Tuesday, November 17, 6:00 p.m. – REGISTER HERE – Sponsored by the Thomas W. Bullitt Perpetual Charitable Trust
The 1893 World’s Columbian Exposition in Chicago promised to show visitors the glories of their modern, industrial age, but history was a constant presence in the “White City.” In his recent book, The Last Voyage of the Whaling Bark Progress, UofL history and museum studies professor Daniel Gifford explores the troubled attempts to interpret the history of the whaling industry at the world’s fair — an idea with surprising roots in Louisville’s own Southern Exposition. The Filson also travelled to Chicago, where objects and art owned and commissioned by members told the story of the United States’ first frontier—even as the young American Historical Association proclaimed the closing of the West. Join Gifford and Filson Director of Collections & Research Patrick Lewis for a conversation about this intersection of East, South, and Midwest, when the era of professional museums and historians began to eclipse an older tradition of local historical promoters and private collectors. How did the Columbian Exposition give us History and museum craft as we know it today, and why should we think critically about the legacies it has left us?

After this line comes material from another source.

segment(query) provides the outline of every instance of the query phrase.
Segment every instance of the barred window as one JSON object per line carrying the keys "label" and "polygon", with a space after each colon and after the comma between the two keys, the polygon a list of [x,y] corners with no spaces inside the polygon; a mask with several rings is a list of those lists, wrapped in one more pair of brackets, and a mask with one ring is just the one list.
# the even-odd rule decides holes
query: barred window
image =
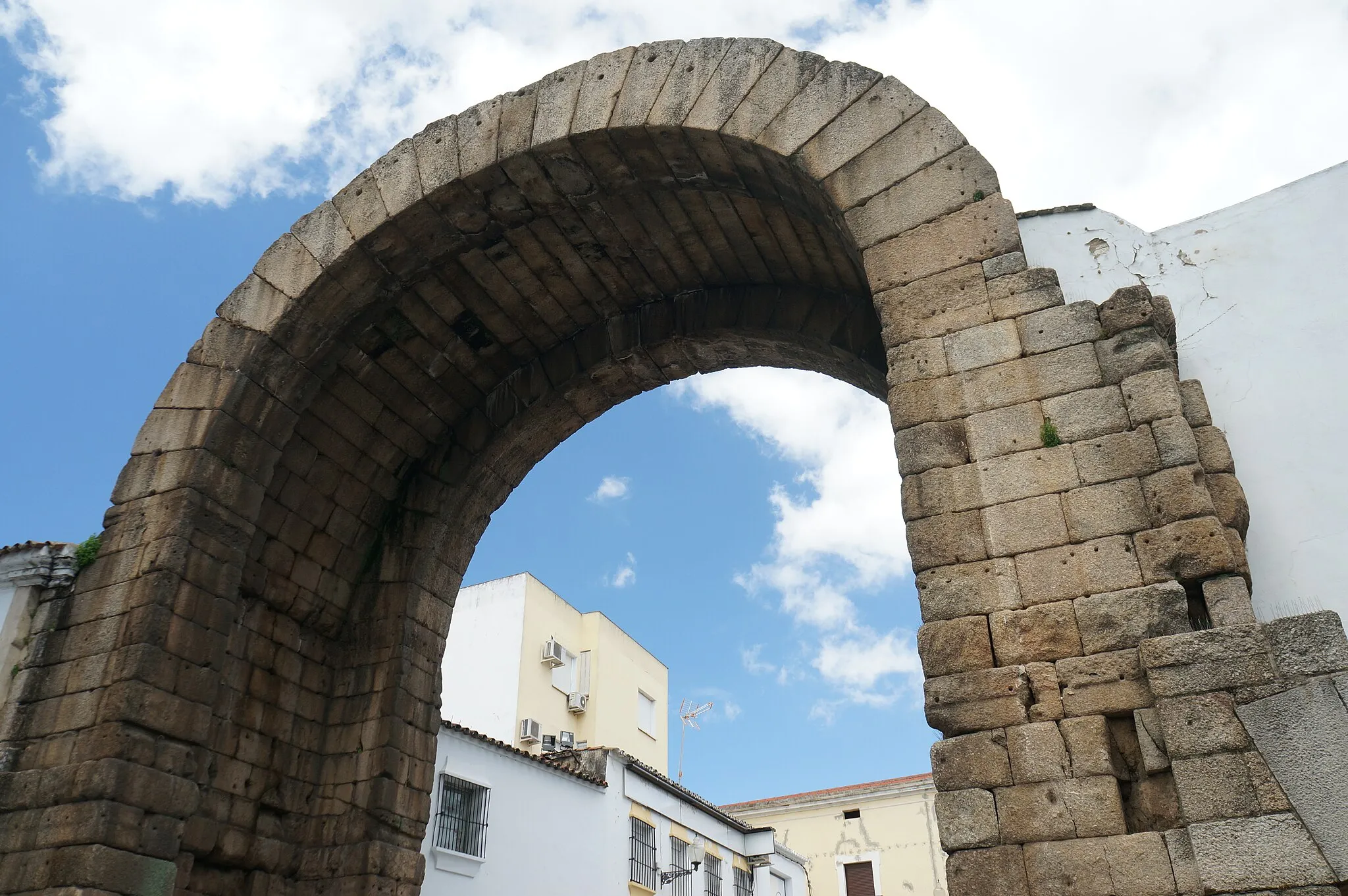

Daniel Gifford, Ph.D. is a public historian who focuses on American popular and visual culture, as well as museums in American culture. His career spans both academia and public history, including several years with the Smithsonian Institution. He received his PhD from George Mason University in 2011, and now teaches courses on American history and museum studies at the University of Louisville and Spalding University.